How a slew of privileges earned me a Basic Income

I don’t think it’s because I am white. My online clients don’t always see my profile photos and my first name, Kamiel, doesn’t radiate whiteness unequivocally, while my inofficial surname, Choi (최) is unambiguously Korean. Though the name might play a role, I am sure there are other factors. I was once given two academic degrees, likely due to a financial and bureaucratic incentive of the Dutch universities rather than to my own merit (I was a rather lazy student who lacked the raw enthusiasm to penetrate his subjects as deeply as he could). These ‘degrees’ signal a certain intellectual wherewithal and personal ambition and goal-directedness that human resource managers like. The mere abbreviations ‘m.a.’ and ‘’ seem to signify that I have certain economically exploitable qualities. I enjoy the crude irony of the fact that these qualities, if I ever possessed them, have fully evaporated over the course of the past decade.

But there might be other privileges. I was able to buy a cheap and good laptop computer in a European country people with rubber boats desperately seek access to. I once passed some ‘tests’ to prove I understand my native Dutch language, which is spoken by some 25 million souls and considerate buying power backing up its economic relevance. I know how to navigate the Internet and write letters to win potential clients. I am a man.

All these things put together have earned me a basic income. Why do I call it a basic income when I ‘work’ for it and I don’t receive it from the government or even as a passive income through advertising? If I still have to work for it, isn’t there still a condition, a dependency?

I call it basic income for two reasons. First, because that dependency is distributed. None of my clients have any real power over me because I can just do a project for another customer. Nobody decides where I have to sit at 9am or in which country I have to reside at any given time. At any moment I can walk away from a project I am working on, without losing my income. This guarantee of personal freedom gives it the feeling of an unconditional income stream. It is there, as long as I keep my habit of doing the work.

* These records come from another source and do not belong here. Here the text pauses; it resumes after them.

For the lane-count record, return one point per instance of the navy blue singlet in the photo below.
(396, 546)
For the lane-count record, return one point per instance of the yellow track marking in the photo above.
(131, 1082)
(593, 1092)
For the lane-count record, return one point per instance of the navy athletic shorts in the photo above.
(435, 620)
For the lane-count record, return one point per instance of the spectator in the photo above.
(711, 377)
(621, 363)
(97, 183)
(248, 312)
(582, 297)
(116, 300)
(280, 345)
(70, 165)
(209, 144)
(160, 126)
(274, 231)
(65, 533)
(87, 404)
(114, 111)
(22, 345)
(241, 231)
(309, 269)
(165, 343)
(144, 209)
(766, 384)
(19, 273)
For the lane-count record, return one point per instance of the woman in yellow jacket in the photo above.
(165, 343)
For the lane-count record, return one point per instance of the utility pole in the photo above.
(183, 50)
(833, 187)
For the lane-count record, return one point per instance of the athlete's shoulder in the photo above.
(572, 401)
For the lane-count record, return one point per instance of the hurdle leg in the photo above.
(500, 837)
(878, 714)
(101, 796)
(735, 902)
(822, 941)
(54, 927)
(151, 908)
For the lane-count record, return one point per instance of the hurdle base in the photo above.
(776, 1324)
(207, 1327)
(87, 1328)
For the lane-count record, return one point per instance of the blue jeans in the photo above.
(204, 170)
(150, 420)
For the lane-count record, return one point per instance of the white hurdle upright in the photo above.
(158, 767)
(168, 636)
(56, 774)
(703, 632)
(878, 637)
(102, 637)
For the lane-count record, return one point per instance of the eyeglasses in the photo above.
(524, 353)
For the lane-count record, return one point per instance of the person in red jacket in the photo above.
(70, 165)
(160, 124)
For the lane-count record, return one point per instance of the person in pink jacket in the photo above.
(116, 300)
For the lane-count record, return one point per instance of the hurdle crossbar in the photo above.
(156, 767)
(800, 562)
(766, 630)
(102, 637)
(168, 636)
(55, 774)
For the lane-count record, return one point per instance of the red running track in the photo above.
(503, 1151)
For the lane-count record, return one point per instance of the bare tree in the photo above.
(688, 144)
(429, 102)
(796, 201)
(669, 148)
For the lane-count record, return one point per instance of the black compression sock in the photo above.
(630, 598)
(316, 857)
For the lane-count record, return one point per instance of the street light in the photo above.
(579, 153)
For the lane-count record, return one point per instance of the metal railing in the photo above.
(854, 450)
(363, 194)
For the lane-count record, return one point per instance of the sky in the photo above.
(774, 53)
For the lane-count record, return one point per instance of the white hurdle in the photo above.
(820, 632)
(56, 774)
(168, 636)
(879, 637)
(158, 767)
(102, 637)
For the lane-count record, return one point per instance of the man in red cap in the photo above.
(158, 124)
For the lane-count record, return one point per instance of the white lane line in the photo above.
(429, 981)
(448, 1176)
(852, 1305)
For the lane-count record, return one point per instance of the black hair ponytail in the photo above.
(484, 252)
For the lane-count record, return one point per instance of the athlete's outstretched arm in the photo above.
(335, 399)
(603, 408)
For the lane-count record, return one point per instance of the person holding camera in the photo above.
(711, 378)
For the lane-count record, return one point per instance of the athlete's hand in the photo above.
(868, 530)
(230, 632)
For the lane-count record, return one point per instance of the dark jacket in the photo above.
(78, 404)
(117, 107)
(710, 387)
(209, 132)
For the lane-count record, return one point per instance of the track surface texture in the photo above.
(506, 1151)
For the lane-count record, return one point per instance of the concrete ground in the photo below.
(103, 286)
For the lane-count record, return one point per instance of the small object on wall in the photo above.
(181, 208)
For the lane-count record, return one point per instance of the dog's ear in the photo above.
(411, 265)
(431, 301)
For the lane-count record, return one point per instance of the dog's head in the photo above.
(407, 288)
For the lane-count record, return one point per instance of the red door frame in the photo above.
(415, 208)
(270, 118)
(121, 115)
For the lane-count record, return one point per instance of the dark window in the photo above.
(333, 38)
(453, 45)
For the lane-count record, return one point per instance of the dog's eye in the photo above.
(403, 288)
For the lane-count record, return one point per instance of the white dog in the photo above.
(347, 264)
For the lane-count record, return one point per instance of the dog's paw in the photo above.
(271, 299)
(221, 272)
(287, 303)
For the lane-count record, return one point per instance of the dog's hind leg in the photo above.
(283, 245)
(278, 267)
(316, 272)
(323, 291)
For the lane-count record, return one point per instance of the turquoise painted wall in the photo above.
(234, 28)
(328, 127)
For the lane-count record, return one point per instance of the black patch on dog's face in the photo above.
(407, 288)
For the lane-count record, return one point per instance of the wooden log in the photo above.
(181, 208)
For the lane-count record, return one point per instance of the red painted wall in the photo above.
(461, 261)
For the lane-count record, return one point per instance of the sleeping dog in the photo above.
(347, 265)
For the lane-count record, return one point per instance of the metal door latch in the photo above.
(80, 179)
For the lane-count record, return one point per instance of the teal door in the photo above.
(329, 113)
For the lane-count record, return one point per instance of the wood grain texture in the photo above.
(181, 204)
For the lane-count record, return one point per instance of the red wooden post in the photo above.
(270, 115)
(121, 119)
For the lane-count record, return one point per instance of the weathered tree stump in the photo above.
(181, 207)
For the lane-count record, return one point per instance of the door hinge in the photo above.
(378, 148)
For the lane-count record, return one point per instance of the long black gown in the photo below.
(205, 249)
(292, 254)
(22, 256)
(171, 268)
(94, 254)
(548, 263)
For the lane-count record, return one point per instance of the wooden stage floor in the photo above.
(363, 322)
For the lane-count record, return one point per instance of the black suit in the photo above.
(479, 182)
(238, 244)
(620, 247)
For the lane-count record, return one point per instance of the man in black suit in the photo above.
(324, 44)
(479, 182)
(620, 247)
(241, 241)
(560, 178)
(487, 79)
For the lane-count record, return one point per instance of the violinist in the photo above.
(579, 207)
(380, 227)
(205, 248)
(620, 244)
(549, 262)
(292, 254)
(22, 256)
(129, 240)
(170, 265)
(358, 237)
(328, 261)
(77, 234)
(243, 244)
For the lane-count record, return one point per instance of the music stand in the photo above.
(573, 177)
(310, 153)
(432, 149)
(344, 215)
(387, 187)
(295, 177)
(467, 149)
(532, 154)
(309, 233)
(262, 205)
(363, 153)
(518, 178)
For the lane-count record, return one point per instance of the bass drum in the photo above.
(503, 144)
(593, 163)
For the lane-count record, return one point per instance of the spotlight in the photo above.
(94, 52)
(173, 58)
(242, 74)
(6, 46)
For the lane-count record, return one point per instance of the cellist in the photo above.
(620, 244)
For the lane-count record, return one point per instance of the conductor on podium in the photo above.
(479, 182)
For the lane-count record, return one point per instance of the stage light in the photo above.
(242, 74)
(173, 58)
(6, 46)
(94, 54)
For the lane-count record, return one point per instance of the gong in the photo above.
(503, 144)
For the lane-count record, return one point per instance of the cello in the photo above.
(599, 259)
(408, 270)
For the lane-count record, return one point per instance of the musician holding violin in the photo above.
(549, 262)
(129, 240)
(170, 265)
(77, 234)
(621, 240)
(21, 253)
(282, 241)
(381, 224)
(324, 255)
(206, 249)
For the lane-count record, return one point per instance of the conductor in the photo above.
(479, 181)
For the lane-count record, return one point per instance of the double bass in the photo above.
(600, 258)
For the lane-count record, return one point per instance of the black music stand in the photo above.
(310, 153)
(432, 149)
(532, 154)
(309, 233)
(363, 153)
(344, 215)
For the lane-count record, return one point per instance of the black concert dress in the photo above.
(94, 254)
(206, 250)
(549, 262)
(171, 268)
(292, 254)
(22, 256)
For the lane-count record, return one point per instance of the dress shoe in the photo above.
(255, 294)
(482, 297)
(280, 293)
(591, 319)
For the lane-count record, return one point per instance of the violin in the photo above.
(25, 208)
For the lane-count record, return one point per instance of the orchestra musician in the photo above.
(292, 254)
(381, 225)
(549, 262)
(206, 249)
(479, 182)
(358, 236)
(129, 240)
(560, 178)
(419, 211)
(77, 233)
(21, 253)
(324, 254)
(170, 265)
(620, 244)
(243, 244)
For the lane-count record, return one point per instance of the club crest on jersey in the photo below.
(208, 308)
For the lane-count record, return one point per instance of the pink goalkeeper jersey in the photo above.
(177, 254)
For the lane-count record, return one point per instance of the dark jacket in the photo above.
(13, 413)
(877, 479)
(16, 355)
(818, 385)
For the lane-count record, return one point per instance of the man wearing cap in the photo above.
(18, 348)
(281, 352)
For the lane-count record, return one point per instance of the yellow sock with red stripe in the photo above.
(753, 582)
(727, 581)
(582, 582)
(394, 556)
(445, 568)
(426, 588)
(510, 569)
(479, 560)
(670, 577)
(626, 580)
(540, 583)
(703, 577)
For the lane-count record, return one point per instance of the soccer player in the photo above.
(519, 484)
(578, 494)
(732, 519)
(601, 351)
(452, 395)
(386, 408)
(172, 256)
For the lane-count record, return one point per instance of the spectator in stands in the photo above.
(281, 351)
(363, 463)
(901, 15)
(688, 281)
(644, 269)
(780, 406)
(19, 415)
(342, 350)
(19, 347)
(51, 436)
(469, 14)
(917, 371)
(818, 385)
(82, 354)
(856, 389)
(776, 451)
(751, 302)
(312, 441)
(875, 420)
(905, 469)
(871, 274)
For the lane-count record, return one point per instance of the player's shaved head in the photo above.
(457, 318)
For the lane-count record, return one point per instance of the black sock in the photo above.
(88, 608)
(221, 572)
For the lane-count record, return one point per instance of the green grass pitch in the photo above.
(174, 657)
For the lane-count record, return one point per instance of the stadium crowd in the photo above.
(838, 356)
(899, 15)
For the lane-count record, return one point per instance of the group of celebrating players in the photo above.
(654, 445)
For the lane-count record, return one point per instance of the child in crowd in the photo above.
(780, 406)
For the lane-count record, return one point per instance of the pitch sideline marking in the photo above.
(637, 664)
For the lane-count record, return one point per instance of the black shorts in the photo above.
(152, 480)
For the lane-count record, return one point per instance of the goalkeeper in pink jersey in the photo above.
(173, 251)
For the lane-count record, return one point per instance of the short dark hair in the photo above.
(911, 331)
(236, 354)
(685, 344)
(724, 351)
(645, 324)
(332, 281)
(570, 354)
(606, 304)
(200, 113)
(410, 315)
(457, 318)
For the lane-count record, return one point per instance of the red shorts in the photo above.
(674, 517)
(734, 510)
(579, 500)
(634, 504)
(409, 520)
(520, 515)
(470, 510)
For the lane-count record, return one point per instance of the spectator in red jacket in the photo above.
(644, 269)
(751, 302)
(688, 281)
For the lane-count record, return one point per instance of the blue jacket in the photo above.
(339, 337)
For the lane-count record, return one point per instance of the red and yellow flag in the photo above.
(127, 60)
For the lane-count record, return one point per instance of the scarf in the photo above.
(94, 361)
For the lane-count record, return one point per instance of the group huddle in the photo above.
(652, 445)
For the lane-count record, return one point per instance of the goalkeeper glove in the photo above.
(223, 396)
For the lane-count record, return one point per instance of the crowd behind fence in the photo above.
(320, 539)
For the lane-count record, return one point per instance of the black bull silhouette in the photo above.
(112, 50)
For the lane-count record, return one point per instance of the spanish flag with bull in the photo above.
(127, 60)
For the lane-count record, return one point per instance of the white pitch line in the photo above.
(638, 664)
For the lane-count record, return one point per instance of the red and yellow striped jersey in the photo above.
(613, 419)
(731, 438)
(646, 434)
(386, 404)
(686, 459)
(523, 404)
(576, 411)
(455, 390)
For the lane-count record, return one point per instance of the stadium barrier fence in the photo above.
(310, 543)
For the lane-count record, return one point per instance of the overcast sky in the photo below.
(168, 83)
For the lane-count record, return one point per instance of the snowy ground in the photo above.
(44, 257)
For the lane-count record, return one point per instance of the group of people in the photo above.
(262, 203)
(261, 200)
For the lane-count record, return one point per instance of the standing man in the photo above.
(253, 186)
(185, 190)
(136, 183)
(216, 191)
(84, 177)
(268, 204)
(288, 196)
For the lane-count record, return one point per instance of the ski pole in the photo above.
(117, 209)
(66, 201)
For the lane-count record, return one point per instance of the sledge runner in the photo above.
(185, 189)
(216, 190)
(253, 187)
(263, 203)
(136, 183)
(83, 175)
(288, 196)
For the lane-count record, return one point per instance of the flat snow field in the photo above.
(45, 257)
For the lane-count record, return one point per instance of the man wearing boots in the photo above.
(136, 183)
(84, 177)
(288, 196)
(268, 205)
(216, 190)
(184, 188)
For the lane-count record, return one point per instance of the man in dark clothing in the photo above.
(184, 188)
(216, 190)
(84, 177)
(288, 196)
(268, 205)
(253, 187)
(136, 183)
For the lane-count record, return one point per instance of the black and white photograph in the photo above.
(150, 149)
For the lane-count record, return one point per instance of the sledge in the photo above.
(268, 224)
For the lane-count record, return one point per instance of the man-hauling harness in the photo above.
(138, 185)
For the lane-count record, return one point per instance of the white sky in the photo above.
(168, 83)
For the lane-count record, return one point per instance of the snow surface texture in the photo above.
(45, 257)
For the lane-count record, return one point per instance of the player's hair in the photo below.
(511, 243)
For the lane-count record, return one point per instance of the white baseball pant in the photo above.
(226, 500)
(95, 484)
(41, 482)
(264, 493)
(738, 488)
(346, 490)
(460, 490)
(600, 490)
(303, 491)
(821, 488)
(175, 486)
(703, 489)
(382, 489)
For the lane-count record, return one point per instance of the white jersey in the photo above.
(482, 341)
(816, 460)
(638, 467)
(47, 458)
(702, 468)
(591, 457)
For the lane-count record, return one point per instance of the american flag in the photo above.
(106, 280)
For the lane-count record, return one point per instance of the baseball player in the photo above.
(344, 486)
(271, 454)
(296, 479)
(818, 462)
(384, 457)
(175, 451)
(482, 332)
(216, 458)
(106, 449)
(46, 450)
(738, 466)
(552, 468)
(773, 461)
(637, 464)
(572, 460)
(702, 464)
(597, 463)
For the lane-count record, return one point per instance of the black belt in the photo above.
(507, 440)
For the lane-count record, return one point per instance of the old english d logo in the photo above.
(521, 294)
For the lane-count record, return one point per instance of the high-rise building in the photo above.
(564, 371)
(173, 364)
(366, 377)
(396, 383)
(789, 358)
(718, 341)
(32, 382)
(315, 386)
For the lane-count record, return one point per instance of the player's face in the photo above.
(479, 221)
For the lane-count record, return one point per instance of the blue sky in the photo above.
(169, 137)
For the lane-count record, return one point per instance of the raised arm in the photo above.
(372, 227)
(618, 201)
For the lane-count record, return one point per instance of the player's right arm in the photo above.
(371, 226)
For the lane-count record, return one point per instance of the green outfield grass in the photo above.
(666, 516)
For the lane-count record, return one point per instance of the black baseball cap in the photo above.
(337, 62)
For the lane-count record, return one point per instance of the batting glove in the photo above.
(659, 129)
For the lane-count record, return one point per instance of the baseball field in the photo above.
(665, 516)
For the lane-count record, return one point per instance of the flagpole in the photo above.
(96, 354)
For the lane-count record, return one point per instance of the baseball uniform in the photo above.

The second and more profound reason why I call it basic income is that I find the work absolutely meaningless. I can’t discover a shred of purpose or value in what I do ‘for money’. It is a mind-numbingly ‘blank’ activity. If I start to think about it I end up hating it to a suicidal degree, so I rather don’t. Unfortunately, conventional people identify me with what I ‘do’ to ‘earn’ my income, and this bothers me a lot because my identity is merely negatively related to that labor (never say ‘has nothing to do with’ – it always has). So what is my identity? I am a rather mediocre philosopher-poet and writer of commentaries like this one. But conventional people will never call me that until somebody pays me ‘for’ it.

I am aware that others, who don’t have a white-sounding name, who weren’t born in a wealthy country with considerable buying power and a demand for translations or comparable services, who weren’t given university degrees, or who don’t have the 300 Euros to buy the Means of Production (a second hand Thinkpad x220 laptop). So I should temper my enthusiasm about this self-paid basic income. It is just an alternative, parasitic use of the slew of privileges that I was blessed, and perhaps cursed, with.